Unless you’ve had your head under a rock you have heard about Don Imus’s incredibly insensitive comments made about the Rutgers Women’s Basketball Team.  Last Wednesday Imus described the predominantly black team as "nappy-headed hos."  The issue came up this morning in my Women’s History course.  Keep in mind that my students are all females, but I was asked what I thought should happen to Imus.  As a teacher my first instinct is to throw the question back and ask the students what they think, which I promptly did.  There were a number of questions and suggestions, but I was finally asked again to weigh in.  First, I reminded my female students that this is as much a gender as it is a racial issue.  Would Don Imus have said the same thing about a male team?  In terms of punishment, however, I expressed more concern about the way in which the question has been framed and discussed in the mainstream media.  As a society we have little patience in dealing with racial issues and fewer people even know how to honestly engage in dialog.  I don’t know what kind of punishment Don Imus should get because I find the question itself confusing.

What I don’t understand is why as a society we continue to tolerate this kind of language.

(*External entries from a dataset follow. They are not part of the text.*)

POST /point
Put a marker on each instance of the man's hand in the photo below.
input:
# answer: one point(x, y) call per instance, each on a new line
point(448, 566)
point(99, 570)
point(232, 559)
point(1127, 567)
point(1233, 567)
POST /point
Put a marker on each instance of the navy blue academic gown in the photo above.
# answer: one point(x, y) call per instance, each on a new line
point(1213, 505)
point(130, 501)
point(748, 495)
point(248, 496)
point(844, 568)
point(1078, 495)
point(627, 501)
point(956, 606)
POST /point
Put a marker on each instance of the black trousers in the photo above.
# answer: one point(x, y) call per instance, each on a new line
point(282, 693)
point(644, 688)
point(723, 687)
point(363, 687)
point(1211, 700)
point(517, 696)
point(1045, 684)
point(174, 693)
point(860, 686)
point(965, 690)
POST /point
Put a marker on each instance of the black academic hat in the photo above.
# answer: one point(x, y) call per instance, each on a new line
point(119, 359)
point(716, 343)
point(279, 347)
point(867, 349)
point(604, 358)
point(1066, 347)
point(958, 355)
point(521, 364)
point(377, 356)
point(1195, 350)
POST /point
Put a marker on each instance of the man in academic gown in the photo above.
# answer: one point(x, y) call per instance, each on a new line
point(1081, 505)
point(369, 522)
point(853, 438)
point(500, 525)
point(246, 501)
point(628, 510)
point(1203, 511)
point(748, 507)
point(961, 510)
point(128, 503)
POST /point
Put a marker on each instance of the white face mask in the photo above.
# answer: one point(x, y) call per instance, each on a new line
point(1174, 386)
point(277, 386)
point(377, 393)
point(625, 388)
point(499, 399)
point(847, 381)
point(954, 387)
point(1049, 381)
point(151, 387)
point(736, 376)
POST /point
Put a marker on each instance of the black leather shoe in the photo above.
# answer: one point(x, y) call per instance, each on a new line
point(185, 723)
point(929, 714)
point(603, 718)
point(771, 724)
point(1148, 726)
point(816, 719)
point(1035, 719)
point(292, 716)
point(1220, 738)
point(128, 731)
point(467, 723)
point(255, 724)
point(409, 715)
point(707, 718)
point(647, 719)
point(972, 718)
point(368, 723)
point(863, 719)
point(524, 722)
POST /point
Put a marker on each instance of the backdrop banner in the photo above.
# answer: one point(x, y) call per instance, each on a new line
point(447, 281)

Don Imus has one of the most popular radio talk shows (broadcasted live on MSNBC) and is a regular stop for politicians on the campaign trail, well-regarded journalists, and other popular figures.  What I have difficulty understanding is the fact that he apparently felt comfortable enough to say those things at all.  There was no hesitation in sharing these thoughts over the airwaves owned by NBC. The same can be said in regards to the comedian Michael Richards who also let loose a barrage of racial invectives on his black audience a few months ago.  I don’t believe for a minute that either Imus or Richards are rotten to the core, but they are clearly racially insensitive.  Their actions speak for themselves.  If as a society we believe that this language should not be countenanced in any way shape or form than we have to ask what consequences reflect those values.  In the end I’m not really concerned about Imus’s feelings of regret and the possibility of redemption.  I am much more concerned about the members of the Rutgers basketball team who didn’t do anything wrong apart from the fact that they are predominantly black and women.

This kind of racist-sexist language has a long history in this country  There are times when we slide into oversensitivity, but I don’t believe that this is an example.  To those people whose first instinct it to throw out the old "PC" arguments I think it is necessary to ask at what point a certain kind of language becomes unacceptable in the public discourse.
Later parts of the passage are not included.